3) Conduct Regular Learning Reviews

A learning review is an operating mechanism to summarize and share customer learning over a given period of time. We are accumulating new insights all the time from various listening posts. Some, such as survey results, may be already shared as KPIs that get circulated. But often it’s the customer visits, phone calls, usability sessions and other qualitative interactions that yield the deepest and most important insights. This learning review shouldn’t be a brain dump, rather a structured presentation of themes, trends, surprises, or new data points that are most pertinent to your current strategy and priorities. 

For example, you may want to schedule this in advance of regular planning operating mechanisms. This serves as a forcing function to make sure you are keeping your stakeholders apprised of what you are learning but also leading to alignment around any changes you need to make in strategy and coming product plans.  

4) Reframe Ideas into the Strategic Context

We frequently hear stories from product leaders who are overwhelmed with new ideas from stakeholders. We certainly don’t want to staunch the flow of ideas, but we do need to manage them in order to stay strategically aligned. One of the best ways that to do this is to frame new ideas as hypotheses that need to be tested.  A conversation with your CEO telling you about an idea she wants to pursue can go a little something like this:

“That’s a cool idea…  So the problem we are solving with this idea is XYZ?  Can we test this hypotheses before trading anything off to make sure the impact of solving this problem is bigger than other priorities we are working on?”  This brings the conversation up to a strategic level vs. arguing the merits of a feature or technology.     

This takes some practice and requires a mindset of viewing ideas as customer problems to be solved (and hypotheses) first, then testing to prove or disprove whether they fit into the strategy or not. BTW testing could be as simple as talking to 5 prospects or customers to better understand the problem and the relative impact solving that problem has on the strategy and outcomes.

The goal is to capture these hypotheses on an ongoing list and prioritize them based on strategic importance and level of risk they create or eliminate. Keeping your stakeholders informed in terms of the prioritization of those hypotheses but also where you are in testing them will help you maintain alignment on the current strategy but also when that strategy may change as a result of your testing.

We’ve found this approach useful on multiple levels: yes, it’s great for teams to focus more on problems to be solved and iterating through product questions, but it’s also helpful to gain alignment on larger hypotheses that impact the product strategy, such as those questioning the business model or the direction of the market. 

Change is Inevitable 

No strategy is impervious to outside factors, new information or new influences that require making adjustments to your strategic direction.
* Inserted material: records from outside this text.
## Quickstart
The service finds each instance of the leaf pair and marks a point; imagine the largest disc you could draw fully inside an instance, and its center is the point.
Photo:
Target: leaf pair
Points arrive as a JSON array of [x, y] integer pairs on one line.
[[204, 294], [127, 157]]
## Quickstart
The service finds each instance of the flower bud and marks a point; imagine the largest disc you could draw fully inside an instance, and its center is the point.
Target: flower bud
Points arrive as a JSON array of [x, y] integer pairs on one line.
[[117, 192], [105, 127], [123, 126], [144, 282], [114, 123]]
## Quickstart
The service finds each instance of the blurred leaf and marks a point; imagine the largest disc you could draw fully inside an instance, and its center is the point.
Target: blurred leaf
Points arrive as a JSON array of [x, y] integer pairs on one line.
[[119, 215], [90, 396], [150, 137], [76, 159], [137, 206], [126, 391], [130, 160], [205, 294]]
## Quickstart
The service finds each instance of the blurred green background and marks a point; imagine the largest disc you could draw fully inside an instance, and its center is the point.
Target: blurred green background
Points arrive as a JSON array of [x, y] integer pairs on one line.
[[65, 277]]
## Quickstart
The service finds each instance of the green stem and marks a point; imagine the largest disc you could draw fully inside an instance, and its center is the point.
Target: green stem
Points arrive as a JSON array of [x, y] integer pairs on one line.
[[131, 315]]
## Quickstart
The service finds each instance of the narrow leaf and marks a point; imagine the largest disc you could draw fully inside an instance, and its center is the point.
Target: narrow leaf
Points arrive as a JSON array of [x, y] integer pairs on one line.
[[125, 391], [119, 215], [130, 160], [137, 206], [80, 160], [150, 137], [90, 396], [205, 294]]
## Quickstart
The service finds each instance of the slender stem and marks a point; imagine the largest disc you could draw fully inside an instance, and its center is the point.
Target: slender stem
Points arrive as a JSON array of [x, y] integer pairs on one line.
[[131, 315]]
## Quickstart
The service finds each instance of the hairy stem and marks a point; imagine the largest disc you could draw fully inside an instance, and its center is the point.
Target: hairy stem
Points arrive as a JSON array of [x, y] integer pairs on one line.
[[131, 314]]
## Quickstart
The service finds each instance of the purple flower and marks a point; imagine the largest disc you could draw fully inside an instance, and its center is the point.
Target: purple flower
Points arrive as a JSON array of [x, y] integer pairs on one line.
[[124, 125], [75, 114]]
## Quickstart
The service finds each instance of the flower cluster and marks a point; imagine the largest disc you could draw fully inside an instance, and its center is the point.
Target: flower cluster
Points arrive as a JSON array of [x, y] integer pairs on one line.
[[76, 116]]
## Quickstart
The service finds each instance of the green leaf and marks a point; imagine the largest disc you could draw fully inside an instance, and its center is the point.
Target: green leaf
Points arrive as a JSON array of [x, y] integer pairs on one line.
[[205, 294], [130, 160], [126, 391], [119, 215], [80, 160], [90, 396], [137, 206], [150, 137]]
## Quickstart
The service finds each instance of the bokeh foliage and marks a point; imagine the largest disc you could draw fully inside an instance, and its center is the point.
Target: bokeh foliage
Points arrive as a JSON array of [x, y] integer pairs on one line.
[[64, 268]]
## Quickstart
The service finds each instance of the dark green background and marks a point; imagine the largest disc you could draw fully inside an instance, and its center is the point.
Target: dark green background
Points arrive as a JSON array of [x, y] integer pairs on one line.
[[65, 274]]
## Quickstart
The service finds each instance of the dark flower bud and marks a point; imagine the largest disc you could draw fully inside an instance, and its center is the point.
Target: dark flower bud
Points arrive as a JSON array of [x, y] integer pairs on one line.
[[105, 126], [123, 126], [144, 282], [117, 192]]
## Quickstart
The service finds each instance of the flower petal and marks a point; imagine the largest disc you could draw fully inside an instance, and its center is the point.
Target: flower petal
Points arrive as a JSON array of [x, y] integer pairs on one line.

In dynamic environments where companies are undergoing fierce competition or regulatory pressure, or trying to launch a new business, strategies may need to evolve.  That being said, we will also be faced with doing things outside of the strategy from time to time.  Our job is to help the leadership team understand the implications of changes to the strategy  (including what needs to be dropped to make it happen) so the company goes into each decision/change with their eyes wide open.

Chances are, if we’re “going early and often” to align with our stakeholders, these changes will not create chaos; rather we’ll be able to pivot quickly and smoothly because we are so tightly bound. And that can be a competitive advantage.

By embracing the “go early and often” principle, we can enhance collaboration, build trust, and maintain alignment with our stakeholders. It takes effort, focused communication and the ability to adapt, but results can be extremely rewarding.